Later on Dracula will assault Lucy as she sleeps.  This is another sequence that is surprisingly frank for television.  Lucy writhes in bed, asleep and having a clearly sexual dream as Dracula kneels and watches.  When finally he penetrates her throat she climaxes.  Strong stuff for 1968 television. 




As the plot heats up, Dracula uses the undead Lucy as a proxy to seduce Mina.  The lesbian (well, bi really) attraction between them is undisguised for television.  Happily, this is depicted without bias, there is no vilification of sexuality in the film.  It's simply erotic. 

Looking back to the novel,  this is also the first production to allow the Count's facial hair, and the first time Lucy and Mina meet the old man Swales at the cemetery, where he engages in spirited talk of the town's seemier history.  In this, a colorful but inconsequential bit of the novel (a bit of mood-setting and character development) is spun into a clever twist that helps streamline the movie. 

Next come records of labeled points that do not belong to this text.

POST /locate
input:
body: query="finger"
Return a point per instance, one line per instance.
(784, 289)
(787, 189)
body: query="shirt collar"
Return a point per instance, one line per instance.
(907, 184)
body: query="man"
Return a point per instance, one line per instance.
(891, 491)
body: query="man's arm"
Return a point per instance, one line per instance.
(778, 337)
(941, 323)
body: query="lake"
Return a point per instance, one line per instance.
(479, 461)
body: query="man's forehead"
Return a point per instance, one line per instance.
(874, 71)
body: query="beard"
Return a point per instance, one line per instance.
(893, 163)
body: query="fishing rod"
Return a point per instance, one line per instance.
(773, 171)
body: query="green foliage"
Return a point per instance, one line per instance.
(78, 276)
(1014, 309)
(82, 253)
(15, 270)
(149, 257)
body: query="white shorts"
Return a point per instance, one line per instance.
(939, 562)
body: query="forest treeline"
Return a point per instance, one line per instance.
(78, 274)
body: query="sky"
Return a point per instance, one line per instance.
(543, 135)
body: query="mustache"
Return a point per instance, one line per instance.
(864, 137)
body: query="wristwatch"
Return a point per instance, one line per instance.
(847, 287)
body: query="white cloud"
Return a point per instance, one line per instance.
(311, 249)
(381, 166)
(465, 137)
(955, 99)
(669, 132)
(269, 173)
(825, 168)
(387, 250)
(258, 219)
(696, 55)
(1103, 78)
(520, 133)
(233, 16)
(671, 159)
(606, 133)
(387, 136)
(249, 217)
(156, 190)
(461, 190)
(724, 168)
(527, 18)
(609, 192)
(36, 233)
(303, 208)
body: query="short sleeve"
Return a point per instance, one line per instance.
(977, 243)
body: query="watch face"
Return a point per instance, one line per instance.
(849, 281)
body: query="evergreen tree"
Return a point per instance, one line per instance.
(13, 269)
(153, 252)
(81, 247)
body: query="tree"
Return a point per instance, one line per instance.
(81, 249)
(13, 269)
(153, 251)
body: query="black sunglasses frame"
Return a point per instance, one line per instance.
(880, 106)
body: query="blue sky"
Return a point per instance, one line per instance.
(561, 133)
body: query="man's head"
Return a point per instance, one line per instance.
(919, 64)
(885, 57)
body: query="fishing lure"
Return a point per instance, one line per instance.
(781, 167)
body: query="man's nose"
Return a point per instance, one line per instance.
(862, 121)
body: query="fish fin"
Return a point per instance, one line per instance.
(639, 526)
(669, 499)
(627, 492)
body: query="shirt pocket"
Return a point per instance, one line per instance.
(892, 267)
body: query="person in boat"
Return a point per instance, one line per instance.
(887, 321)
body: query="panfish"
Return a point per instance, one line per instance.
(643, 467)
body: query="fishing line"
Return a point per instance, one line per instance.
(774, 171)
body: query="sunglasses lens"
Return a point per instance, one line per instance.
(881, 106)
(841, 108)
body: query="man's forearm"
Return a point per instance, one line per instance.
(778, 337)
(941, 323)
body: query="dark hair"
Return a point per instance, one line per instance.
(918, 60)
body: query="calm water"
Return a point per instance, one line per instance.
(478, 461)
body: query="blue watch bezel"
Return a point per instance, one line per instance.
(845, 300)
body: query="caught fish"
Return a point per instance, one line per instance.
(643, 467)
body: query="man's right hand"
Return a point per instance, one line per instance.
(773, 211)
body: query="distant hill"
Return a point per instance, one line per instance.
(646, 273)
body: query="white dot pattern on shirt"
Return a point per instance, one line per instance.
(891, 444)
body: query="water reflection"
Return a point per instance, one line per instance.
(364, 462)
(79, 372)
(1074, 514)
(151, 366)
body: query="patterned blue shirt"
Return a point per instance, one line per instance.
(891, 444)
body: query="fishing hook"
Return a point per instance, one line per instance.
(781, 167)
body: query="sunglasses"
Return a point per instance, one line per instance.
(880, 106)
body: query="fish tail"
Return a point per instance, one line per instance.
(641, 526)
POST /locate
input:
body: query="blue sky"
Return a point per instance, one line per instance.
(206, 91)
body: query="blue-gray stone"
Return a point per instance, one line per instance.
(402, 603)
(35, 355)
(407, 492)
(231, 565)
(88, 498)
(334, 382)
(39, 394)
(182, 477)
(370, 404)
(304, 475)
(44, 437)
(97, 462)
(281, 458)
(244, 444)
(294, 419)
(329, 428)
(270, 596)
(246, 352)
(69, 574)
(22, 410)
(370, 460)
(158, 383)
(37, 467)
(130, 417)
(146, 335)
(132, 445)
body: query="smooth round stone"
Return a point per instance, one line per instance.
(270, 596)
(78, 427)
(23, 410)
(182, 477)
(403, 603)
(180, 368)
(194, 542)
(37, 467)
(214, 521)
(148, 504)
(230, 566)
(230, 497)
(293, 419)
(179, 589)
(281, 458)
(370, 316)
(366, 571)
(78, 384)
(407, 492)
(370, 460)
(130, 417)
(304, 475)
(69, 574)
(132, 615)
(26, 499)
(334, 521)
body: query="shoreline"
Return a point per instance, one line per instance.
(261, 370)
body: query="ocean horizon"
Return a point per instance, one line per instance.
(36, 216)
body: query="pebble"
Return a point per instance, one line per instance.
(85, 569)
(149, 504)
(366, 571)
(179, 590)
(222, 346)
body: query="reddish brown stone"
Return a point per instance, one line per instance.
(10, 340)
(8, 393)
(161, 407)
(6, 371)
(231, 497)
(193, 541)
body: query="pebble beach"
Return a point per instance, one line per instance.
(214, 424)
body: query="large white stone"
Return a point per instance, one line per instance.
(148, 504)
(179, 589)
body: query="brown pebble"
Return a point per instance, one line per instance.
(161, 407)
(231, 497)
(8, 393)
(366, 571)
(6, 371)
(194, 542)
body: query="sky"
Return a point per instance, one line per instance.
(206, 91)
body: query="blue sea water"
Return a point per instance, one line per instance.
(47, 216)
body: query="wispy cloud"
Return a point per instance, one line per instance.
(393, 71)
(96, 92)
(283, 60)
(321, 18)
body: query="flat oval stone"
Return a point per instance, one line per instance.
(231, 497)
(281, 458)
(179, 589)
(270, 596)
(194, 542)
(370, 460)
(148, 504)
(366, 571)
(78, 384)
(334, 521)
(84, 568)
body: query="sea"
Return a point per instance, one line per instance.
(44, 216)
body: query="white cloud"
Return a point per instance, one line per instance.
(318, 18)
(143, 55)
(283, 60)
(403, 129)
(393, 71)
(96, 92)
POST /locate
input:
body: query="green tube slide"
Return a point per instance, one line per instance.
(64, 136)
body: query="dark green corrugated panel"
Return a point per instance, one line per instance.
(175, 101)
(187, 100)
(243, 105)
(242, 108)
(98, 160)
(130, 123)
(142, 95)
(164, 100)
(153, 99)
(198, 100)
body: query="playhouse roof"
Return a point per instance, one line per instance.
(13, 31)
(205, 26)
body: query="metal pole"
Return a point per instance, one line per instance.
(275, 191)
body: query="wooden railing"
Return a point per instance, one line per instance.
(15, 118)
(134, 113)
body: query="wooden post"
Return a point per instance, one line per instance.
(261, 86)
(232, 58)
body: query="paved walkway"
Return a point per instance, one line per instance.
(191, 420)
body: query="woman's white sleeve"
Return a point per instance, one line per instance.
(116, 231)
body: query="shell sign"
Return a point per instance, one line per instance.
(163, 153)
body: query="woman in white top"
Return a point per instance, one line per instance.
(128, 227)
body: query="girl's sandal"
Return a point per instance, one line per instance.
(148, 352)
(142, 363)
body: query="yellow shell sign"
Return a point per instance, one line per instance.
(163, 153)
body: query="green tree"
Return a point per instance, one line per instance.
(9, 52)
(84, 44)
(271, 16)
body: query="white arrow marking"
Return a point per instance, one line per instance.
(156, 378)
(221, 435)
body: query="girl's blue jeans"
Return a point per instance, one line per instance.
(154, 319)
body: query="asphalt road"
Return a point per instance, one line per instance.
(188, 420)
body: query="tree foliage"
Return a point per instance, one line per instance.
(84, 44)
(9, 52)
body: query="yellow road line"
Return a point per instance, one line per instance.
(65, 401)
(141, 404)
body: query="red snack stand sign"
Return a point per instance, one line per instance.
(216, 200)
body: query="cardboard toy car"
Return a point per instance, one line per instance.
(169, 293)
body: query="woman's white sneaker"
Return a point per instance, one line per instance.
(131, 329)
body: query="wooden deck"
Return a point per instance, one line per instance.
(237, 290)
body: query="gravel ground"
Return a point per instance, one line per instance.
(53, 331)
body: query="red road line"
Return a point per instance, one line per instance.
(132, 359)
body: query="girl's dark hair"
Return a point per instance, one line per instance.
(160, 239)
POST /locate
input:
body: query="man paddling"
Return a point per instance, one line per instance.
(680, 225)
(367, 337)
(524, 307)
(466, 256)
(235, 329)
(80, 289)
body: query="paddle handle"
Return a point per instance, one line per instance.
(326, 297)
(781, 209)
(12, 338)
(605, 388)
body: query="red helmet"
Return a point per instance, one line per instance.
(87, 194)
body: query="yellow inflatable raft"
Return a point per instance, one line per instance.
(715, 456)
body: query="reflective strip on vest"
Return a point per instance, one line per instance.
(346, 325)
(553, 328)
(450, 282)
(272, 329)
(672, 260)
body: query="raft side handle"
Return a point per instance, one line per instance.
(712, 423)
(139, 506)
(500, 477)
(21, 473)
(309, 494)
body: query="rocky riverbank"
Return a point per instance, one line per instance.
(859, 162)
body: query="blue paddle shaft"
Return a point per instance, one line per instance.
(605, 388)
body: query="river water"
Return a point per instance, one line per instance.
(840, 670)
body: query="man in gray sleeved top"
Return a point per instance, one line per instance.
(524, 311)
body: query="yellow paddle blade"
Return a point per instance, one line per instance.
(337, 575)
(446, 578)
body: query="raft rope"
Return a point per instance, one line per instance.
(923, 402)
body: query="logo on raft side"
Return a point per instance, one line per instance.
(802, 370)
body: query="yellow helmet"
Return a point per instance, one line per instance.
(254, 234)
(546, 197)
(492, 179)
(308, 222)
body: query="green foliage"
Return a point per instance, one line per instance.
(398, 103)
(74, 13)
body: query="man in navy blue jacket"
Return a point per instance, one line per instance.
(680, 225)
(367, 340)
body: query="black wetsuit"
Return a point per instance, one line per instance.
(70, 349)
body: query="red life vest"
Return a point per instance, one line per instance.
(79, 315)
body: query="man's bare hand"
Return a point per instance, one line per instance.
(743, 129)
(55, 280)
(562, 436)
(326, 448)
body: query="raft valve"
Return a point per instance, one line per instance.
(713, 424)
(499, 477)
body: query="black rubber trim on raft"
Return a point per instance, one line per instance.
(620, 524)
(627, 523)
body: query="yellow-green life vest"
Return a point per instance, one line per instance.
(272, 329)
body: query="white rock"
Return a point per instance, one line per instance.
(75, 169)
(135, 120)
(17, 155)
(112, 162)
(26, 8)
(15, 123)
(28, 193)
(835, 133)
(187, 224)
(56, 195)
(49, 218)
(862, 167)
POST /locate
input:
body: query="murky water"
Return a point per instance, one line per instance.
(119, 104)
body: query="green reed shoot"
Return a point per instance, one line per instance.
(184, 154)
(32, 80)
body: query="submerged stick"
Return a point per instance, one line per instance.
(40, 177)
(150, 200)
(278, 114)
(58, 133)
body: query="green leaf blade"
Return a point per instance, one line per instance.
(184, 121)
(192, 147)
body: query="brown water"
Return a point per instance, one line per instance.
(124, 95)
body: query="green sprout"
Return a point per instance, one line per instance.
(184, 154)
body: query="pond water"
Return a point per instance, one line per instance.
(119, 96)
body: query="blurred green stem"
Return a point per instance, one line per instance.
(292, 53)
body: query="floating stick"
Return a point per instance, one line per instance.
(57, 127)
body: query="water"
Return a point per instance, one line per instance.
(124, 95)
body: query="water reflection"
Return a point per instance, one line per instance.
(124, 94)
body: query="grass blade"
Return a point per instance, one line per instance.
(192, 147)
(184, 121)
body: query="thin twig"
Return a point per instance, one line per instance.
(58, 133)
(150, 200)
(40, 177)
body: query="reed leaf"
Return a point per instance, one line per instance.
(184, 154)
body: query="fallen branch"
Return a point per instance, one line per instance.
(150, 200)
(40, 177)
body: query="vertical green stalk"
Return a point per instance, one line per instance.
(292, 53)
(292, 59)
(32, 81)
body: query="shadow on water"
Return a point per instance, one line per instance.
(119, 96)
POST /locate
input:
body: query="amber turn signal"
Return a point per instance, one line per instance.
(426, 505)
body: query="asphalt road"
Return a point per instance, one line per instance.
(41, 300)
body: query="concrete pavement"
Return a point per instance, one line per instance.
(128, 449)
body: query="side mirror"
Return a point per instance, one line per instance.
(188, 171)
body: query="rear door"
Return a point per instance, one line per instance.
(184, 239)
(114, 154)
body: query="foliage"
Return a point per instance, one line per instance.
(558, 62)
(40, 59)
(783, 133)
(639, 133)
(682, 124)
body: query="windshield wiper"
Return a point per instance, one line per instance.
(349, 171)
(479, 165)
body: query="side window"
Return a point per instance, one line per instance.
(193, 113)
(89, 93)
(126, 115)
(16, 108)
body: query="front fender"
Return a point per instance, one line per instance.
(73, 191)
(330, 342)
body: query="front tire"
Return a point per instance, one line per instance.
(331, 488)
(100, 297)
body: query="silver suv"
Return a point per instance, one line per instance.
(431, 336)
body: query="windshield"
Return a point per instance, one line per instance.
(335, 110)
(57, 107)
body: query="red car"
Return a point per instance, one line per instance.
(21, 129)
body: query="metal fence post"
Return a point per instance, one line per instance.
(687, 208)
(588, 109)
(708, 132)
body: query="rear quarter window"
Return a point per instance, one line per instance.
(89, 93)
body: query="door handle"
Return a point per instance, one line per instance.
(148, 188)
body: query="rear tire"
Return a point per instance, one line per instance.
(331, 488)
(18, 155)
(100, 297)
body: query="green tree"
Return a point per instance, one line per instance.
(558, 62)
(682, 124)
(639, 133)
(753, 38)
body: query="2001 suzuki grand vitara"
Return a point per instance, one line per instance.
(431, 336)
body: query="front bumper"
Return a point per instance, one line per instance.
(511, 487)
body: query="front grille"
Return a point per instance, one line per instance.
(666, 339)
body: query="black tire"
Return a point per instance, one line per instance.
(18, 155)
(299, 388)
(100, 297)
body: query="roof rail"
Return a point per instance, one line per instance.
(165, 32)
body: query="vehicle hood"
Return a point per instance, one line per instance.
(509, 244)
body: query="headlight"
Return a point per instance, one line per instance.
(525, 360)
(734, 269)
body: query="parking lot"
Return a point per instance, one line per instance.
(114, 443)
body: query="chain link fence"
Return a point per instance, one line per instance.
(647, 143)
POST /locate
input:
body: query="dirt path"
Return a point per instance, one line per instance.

I like this Dracula.  It's talky but neither slow nor stagebound (despite obvious, low-budget sets), and took me by surprise for a number of reasons: its sporadic fealty to the novel, its unadulterated sexuality, the revelation of Denholm Elliott.  More substantially, Dracula's crafty manipulations are given as much weight as his supernatural abilities, an innovative advance for the character.  Performances are good across the board - Bernard Archard is an engaging Van Helsing.  Corin Redgrave is a little affected as Thirty-four, suggesting he's more a stage than a screen actor.  James Maxwell (Seward) and Susan George (Lucy) are natural and fluid, easily sympathetic.